In parallel, along seismic profiles, tops of isolated carbonate platforms are marked by a rough surface (U1) punctuated by well-developed and various depressions (Fig. 3-5). These depressions, filled by volcanic material, are locally associated to SF1 erosional reflections terminations (Fig. 3A & 4A) suggesting a post-depositional origin. While volcanic processes can locally be discussed (see section 5.3.), such features are commonly interpreted along shallow-water carbonate platforms as karstic formations (e.g. Van Waaserbgen and Winterer,

1993; Betzler et al., 2015). In parallel, Tortonian packstone collected along Bassas da India southern flank (MOZ1-DR20-01, Fig. 11E) and Pliocene wackestone recovered on the Jaguar bank top (MOZ4-DN02-02c, Fig. 12D) are respectively marked by vadose silts and

Micrcocodium structures that typically indicate periods of sub-aerial exposures. Overall, roughs karstic reliefs and depressions along U1 as well as meteoric diagenetic features on carbonate samples evidence episodes of subaerial exposure of South MC isolated carbonate platforms during their terminal evolutions.

5.3.Rejuvenated volcanic activity an tectonic deformation: nature and timing Drowned Miocene carbonate platforms and terraces of the Southern MC are marked by an extensive volcanic cover (e.g. Fig. 3, 7 & 10; Courgeon et al.,2016b) indicating rejuvenated activity along volcanic edifices acting as substratum for shallow-water carbonate sedimentation. Overall, rugged reliefs observed along guyots tops present morphological characteristics of submarine effusive systems. Rough aspect of the sea-floor on bathymetric

DEMs (Fig. 7) reflect typical texture of submarine lava flow morphologies ( McClinton and

White., 2015).

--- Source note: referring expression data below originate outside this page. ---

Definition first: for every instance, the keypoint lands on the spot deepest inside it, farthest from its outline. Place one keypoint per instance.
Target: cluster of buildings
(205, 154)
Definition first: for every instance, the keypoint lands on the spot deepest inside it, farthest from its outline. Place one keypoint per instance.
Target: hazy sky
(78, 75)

The western realm of the Jaguar Bank is typified by lobate lava flow complexes

(see. Gregg and Fink., 1995) that flow and accumulate directly on carbonate platform top (Fig.

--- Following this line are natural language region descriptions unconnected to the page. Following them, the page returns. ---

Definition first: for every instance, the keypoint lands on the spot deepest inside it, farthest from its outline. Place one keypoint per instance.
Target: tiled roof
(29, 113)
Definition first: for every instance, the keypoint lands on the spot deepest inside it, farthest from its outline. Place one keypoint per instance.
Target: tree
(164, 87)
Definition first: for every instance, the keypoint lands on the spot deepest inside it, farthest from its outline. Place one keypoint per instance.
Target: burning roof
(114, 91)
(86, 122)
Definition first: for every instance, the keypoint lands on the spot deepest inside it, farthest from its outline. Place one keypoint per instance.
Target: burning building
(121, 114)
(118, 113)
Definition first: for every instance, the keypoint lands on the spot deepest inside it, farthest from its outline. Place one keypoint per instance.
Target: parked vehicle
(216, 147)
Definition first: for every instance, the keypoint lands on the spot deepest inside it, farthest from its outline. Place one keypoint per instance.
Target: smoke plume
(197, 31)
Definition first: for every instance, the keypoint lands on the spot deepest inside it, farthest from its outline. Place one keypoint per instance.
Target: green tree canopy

8A). On the Hall Bank, volcanic morphologies that seemingly entirely cover carbonate platform, present low reliefs, domed and very rugged morphologies (Fig. 7A) interpreted as inflated lava lobes. Such volcanic reliefs typically develop onto very low slopes during subaqueous basaltic eruptions (see Deschamps et al., 2014). Associated to high-amplitude reflection on seismic profiles, volcanic flows and material filled karstic depressions and can form thick (up to 100ms, Hall Bank, Fig. 3A) prograding wedges along platform margins that present geometrical similarities with lava deltas (e.g. Wright et al., 2012). While no intersecting volcanic features are observed trough carbonate platforms along seismic profiles, probably due to seismic resolution, magmatic material most likely rose and reached the surface trough injection networks (Fig. 13). Shallow and rounded depressions observed along volcanic reliefs on top of the Hall Bank (Fig. 7A) probably results from collapsing events associated to deposition and cooling of volcanic material (e.g. Halliday, 2007; Chadwick et al., 2013).

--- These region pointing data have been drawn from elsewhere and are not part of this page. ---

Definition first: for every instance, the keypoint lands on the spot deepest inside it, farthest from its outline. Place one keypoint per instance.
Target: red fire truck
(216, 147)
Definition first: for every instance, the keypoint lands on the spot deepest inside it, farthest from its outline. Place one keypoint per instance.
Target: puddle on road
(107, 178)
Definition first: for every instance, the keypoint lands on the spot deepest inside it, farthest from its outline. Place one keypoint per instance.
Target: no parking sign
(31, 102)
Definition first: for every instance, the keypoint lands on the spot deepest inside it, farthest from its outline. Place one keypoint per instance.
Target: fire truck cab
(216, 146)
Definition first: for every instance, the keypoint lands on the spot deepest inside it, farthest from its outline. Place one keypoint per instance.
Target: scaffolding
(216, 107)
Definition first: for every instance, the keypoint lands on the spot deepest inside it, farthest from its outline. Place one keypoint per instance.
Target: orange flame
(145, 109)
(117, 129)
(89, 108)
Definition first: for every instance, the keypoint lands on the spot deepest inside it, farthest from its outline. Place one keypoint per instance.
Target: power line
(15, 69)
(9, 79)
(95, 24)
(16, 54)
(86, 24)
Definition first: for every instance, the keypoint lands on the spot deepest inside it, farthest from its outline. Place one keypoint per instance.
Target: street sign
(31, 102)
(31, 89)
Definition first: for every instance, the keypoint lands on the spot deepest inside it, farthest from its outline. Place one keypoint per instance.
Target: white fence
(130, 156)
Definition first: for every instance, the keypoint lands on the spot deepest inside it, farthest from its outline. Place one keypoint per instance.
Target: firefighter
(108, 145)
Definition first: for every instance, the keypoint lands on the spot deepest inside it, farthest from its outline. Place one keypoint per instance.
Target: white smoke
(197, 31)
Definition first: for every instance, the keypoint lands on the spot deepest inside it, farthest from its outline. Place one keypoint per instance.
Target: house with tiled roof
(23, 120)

Seismic and geomorphological interpretations are confirmed by submarine pictures (Fig. 8,

Courgeon et al., 2016b) and dredging operation that collected various lava flow fragments on top of the Hall Bank (MOZ1-DW05, see location on Fig. 1 & 7A) and a massive lava bloc on top of Bassas da India terrace (MOZ4-DR08, see location on Fig. 1 & 7C). Fractures network affecting this lava bloc is filled by Zanclean wackestone (3.65 Ma, Early Pliocene, Fig. 12F) suggesting a prior, Late Miocene to Early Pliocene effusive volcanic activity.

Pebbles collected on top of the Hall Bank (i.e. MOZ1-DW05, Fig. 9C) also include volcanic tuffs (e.g. MOZ1-DW05-10, Fig. 12E). These tuff are characterized by coated

"armored" lapillis (or accretionnary lapilis, Fig. Xx) that typically result from violent explosive eruptions implying contact between surface or shallow phreatic waters and magma (e.g.

Houghton et al., 2015). In addition, volcano-clastic formations also frequently include carbonate fragments (Fig. 12B & 12E) indicating that explosive activity took place in contact with a pre-existing carbonate platform (Fig. 13). Similar volcano-clastic deposits associated with phreatomagmatic magmatic eruptions through carbonate platforms have been reported in the depositionial sequence of the Oman Exotics carbonate platform (Trias, Basile and Chauvet,

2009) and at the MIT Guyot in the West Pacific (Early Cretaceous, Martin et al., 2004). In all cases, this type of eruptions imply well-developed explosive volcanic feature into the pre- existing carbonate platform. It is here proposed, that the large circular depression observed on top of the Hall Bank (Fig.7A & 9A) and whose bottom is not observed on the seismic profil

(Fig. 3A) correspond to a phreatomagmatic crater. Conic shape, rounded surface morphology and flat-top bottom represent, moreover, common characteristics of such volcanic explosive features (e.g. Maars-diatreme volcanoes, White and Ross, 2011). No tuff ring (or tuff cone) morphology is presently observed on the sea-floor (Fig. 7A & 9A), it was most likely not deposited or eroded and reworked into abundant pebbles observed and collected on top of the

Hall Bank (Fig. 9B).In parallel, volcanoclastic deposits locally include Pleistocene packstone fragments indicating explosive volcanic activity until recent times (Fig. 12B & 13; Tab. 1).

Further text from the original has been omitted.